Aku hampir gila karna senangnya. Aku sadar. Aku tidak mungkin membiarkan Kak Dimas menunggu terlalu lama. Akhirnya aku mengambil coklat dan bunga pemberian Kak Dimas dengan senyum semanis mungkin. Bagaimana mengekspresikan kegembiraan ini aku tidak tau, sorak-sorai teman sekelasku semakin menjadi-menjadi. Untung hari ini memang waktu santai jadi guru tidak terlalu memperhatikan. Kak Dimas masih berdiri di depanku sambil tersenyum dan mengajakku untuk pulang bersama nanti. Terang saja aku mengiyakan dan membalas tersenyum. Setelah itu Kak Dimas kembali ke kelasnya dan seketika itu pula para penonton telenovela yang tadi menyoraki aku bubar jalan. Kelas kembali ke keadaan semula dengan semua kesibukan masing-masing. Ahh! Aku bernafas lega, aku pandangi bunga pemberian Kak Dimas tadi sambil tersenyum, hampir seperti orang gila. Teman-temanku harus maklum, namanya juga kasmaran. Aku tertawa memikirkannya.

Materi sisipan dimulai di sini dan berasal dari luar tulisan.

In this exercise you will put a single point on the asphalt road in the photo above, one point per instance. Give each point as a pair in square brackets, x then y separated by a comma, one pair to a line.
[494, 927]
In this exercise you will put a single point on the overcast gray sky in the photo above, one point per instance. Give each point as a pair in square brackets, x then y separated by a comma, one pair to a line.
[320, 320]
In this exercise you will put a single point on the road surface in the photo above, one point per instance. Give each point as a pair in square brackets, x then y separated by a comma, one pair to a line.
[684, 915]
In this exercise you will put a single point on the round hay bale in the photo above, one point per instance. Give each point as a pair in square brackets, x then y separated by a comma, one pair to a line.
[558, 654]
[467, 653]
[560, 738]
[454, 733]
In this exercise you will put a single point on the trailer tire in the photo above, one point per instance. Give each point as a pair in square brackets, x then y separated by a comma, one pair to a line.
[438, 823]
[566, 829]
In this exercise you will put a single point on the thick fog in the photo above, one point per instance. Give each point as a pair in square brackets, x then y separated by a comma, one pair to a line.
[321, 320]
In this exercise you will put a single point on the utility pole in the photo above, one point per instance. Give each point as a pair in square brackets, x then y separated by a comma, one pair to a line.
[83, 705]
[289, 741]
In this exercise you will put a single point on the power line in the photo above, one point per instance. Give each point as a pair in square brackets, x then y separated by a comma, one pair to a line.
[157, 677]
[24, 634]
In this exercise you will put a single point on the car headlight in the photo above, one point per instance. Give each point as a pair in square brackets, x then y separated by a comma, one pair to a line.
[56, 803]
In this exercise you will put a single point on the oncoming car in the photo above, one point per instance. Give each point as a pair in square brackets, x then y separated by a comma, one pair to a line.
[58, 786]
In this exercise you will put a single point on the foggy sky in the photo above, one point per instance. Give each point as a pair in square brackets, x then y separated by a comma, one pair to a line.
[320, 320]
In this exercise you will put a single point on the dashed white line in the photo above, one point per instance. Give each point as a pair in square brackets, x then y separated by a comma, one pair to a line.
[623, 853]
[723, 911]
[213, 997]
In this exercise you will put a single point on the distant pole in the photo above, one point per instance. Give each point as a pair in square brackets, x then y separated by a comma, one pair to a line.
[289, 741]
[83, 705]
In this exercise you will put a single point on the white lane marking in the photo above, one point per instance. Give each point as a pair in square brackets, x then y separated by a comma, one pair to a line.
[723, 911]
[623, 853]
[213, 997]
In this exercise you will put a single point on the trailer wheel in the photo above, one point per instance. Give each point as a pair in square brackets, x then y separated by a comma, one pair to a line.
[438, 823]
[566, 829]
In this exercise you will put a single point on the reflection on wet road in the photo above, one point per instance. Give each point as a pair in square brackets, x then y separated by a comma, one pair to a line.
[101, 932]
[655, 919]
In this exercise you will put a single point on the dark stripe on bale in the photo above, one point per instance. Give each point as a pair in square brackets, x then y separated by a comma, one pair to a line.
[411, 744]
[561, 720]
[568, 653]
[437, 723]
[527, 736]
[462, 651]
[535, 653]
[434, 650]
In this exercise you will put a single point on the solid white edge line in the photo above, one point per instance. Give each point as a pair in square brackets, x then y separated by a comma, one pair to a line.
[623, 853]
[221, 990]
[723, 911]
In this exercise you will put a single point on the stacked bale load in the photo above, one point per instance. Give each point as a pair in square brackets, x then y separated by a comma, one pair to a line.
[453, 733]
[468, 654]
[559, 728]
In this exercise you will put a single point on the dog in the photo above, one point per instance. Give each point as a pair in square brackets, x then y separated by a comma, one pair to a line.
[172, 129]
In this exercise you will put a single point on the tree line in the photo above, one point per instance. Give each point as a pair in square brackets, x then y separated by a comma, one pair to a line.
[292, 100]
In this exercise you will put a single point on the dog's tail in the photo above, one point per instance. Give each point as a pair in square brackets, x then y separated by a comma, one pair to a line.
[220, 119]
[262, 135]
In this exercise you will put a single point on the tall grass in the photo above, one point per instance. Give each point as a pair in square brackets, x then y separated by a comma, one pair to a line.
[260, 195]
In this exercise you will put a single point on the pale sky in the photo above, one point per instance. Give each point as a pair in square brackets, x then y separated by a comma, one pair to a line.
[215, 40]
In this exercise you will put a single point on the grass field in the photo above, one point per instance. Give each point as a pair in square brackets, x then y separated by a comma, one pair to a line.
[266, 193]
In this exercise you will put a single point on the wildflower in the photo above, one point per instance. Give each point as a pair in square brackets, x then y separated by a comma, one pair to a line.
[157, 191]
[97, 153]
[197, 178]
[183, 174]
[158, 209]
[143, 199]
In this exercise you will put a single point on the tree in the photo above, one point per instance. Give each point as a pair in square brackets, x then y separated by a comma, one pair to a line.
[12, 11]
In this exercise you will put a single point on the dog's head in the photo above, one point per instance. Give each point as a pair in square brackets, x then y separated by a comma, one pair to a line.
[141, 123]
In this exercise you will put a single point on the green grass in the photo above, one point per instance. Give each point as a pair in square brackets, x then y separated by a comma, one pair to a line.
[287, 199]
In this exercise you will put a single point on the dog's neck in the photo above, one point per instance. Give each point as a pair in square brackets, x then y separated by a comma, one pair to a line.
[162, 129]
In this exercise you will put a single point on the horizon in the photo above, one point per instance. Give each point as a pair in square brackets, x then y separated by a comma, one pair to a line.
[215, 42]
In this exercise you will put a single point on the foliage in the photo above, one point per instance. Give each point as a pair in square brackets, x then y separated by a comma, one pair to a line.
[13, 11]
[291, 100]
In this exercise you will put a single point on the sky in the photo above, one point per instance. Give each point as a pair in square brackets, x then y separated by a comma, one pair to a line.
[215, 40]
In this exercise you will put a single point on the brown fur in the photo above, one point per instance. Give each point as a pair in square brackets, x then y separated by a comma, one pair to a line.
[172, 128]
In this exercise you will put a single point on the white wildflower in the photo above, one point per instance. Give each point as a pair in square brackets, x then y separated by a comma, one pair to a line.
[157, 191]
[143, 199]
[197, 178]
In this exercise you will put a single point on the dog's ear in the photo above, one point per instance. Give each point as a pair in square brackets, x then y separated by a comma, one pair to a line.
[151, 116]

"Heii! Princess lagi seneng banget nih, mana pangerannya kok ngilang sih?" Sisy mengagetkanku dari belakang. Sisy ini sahabatku sejak di TK , kami selalu bersekolah di tempat yang sama, selalu sekelas, dan selalu sebangku. Komplit. Dia sudah seperti saudaraku dan sangat mengerti aku.
"Apaan ah Sy, jangan bikin muka aku kayak kepiting rebus lagi deh.."

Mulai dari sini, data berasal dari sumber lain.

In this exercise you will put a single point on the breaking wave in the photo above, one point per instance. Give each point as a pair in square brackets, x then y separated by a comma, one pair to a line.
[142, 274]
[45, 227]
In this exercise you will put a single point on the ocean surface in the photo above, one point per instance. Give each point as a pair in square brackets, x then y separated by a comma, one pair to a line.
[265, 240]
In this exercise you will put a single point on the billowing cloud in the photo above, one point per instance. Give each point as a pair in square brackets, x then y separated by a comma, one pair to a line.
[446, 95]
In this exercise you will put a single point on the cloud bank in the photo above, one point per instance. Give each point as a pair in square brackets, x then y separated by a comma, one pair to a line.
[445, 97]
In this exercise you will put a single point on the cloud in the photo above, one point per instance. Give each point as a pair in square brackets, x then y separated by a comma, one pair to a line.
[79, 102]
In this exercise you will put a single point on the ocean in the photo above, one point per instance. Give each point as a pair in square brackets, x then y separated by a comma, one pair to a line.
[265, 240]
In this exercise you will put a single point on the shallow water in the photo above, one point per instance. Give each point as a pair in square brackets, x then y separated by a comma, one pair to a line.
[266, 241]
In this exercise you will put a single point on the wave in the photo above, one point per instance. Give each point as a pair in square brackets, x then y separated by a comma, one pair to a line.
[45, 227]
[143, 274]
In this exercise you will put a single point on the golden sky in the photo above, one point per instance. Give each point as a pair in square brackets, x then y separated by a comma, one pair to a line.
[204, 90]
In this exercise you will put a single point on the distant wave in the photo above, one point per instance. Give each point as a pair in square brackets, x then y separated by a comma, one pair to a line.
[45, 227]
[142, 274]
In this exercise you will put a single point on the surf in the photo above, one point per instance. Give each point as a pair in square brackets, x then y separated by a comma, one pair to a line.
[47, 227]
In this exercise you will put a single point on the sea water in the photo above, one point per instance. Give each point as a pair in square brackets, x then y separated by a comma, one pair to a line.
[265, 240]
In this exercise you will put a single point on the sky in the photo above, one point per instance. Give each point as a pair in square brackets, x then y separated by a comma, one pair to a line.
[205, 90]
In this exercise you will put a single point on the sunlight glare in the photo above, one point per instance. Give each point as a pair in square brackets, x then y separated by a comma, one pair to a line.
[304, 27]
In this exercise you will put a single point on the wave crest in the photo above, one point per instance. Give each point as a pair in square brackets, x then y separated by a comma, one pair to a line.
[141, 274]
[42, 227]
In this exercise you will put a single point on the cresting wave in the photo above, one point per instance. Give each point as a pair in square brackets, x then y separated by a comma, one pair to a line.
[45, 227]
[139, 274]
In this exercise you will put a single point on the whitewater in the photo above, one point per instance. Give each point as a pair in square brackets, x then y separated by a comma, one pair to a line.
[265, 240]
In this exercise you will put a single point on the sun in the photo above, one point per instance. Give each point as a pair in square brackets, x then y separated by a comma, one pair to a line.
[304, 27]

"Udah ngaku aja, tadi sebenernya aku mau bawain kamu tabung gas oksigen yang 12 kilo takutnya kamu kehabisan oksigen saking gak bisa nafas, hahaha.." Sisy benar-benar menggodaku.
"Eh perasaan itu tabung gas elpiji deh, ahh dasar lo Sy.. awas ya, aku gak mau bagi coklatnya sama kamu yekkk" aku menjulurkan lidah tanda mengejek pada Sisy.
Kami saling bercanda sambil bercerita sampai bunyi bel pulang sekolah. Sisy sudah dijemput kakaknya yang sudah menunggu di depan gerbang, dan tinggal aku sendiri menunggu Kak Dimas.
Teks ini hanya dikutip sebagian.